Aux corbeaux...pas les vrais à plumes... les autres...
Tout pouvoir ne vit que de ceux qui s'y résignent.
J.Ristat
La première fois que j'ai tenu une
caméra, c'était en 1964 . C'était une
caméra de
l'OTAN et j'étais à l'époque photographe aérien dans l'armée. Nul n'est parfait. Ayant échappé de peu
à la guerre
d'Algérie où quelques copains à peine plus âgés que moi, y laissèrent leur peau, je découvrais les joie de la photo aérienne, sans me faire tirer dessus comme un lapin volant. Pour ceux qui cherchent à savoir depuis combien de temps je fais de la photographie, c'est depuis ce temps la. Je sais, je suis vieux, et je ne devrais pas le dire comme me le conseillait une
ex-amie de
Biarritz, tombée dans la mégalomanie littéraire.
Comme le disait
Ruquier " il y en aura pour tout le monde". Ne vous pressez pas, ça viendra.
J'ai beaucoup
travaillé avec des équipes de
télévision qu'elles soient Françaises ou étrangères. Je trouve personnellement que le land art s'y
prête bien, et de plus,ces médias nous aident à faire connaître notre travail. Une dizaine de documentaires ont ainsi été réalisés sur mes créations, soit en France, soit à l'étranger mais je ne les collectionne pas.

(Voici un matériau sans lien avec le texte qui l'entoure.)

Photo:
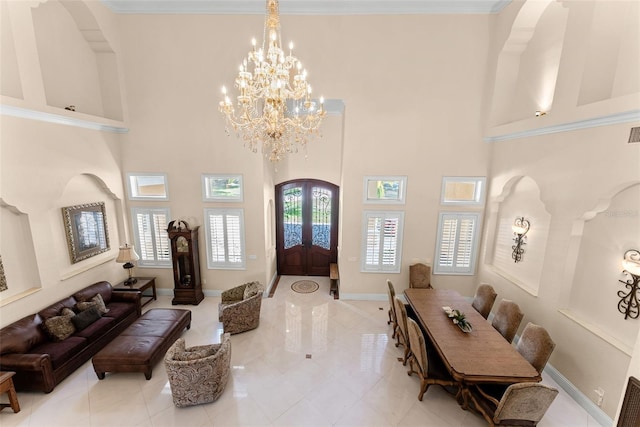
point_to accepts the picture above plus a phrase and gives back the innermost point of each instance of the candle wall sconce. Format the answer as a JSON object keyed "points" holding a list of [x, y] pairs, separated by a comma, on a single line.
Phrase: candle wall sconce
{"points": [[628, 304], [520, 228]]}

Actuellement, je réalise un film de
commande sur le thème de la maladie
d'Alzheimer et puisque le scénario que j'ai écrit, le
permet, j'y fais des créations
landart. Mais, cette fois, ce sont des acteurs qui incarnent mon écriture dans mes décors. C'est un peu différent et il y a plus de monde au tour de moi pour la technique.
Je ne fais aucune confusion entre les genres, pour avoir été une fois l'acteur unique devant 3 équipes de
télévison venant de Paris,
Rouen et
Caen,sur la plage de
Ouistreham, je connais le poids du tract sur les épaules de
celui qui va
interpréter et créer pour l'autre. Pas facile.

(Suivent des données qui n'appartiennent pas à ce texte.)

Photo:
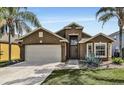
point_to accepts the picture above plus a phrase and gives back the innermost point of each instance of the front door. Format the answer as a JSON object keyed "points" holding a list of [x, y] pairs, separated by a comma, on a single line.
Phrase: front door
{"points": [[73, 47]]}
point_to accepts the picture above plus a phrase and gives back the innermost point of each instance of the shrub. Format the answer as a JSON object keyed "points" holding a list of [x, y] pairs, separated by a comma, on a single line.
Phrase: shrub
{"points": [[117, 60]]}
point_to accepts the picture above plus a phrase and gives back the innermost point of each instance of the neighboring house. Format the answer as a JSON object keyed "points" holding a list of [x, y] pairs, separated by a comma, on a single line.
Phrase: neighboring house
{"points": [[71, 42], [115, 46]]}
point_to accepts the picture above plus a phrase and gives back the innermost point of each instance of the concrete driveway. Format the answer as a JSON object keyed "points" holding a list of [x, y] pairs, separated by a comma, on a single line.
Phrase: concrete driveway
{"points": [[25, 73]]}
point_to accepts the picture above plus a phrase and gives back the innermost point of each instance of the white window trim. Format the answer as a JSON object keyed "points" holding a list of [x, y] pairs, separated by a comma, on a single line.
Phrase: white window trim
{"points": [[88, 48], [105, 49]]}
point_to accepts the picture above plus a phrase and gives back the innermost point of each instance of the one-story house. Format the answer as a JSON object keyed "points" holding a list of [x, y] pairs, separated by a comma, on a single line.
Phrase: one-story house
{"points": [[71, 42]]}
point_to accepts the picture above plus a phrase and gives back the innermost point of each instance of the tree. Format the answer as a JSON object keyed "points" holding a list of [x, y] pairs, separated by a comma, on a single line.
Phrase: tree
{"points": [[107, 13], [16, 20]]}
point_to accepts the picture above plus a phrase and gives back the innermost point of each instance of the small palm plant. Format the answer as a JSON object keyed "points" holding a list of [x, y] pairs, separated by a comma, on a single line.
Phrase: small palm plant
{"points": [[107, 13]]}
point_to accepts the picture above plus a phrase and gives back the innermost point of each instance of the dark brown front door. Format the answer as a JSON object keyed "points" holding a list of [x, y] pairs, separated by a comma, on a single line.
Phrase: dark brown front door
{"points": [[73, 47]]}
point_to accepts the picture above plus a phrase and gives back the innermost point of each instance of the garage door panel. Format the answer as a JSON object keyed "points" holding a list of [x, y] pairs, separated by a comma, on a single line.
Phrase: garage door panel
{"points": [[43, 53]]}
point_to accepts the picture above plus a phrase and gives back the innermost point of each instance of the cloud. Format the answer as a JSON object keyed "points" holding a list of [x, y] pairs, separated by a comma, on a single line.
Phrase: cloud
{"points": [[62, 20]]}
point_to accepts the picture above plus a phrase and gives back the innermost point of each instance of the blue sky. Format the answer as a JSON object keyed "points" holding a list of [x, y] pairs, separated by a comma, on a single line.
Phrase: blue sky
{"points": [[55, 18]]}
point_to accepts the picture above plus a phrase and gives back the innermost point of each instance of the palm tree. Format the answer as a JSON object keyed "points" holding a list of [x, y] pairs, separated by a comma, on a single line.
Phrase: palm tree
{"points": [[16, 20], [107, 13]]}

Nous voila donc partis pour quelques mois d'aventure et un film de
télévisons de 52 minutes, à terminer avant juin 2010.
Je
côtoie les
Alzheimer depuis une vingtaine d'année et j'en suis à mon 3ème atelier d'art thérapie. Il me semblait pouvoir raconter cette aventure humaine vécue au milieu de notre groupe de soignants, pour aborder les difficultés rencontrées dans cet exercice, face à ces malades. Ce sera aussi, une tentative de réponses possibles pour les familles, les
aidants, avec la collaboration de médecins spécialisés et soignants en institution.
Être artiste peut faire passer par ce genre d'expérience, mais il faut savoir que nous ne nous bousculons pas au portillon dans
cette aventure.
Là, comme ailleurs, la critique est plus nombreuse et virulente que l'action. Après tout, la vieillesse n'intéresse que peu de gens, mais le démolissage de toute entreprise est un sport national que les haineux, anonymes pratiquent en toute impunité.
Je pense qu'à son époque, Van
Gogh devait recevoir des critiques très sympa, ce qui ne l'empêcha nullement de se suicider.
A nos
tracassiers en tous genres, je conseille la lecture de Pierre
Dac, assis sur leur trône, ça les décontractera et nous, nous reposerons en paix.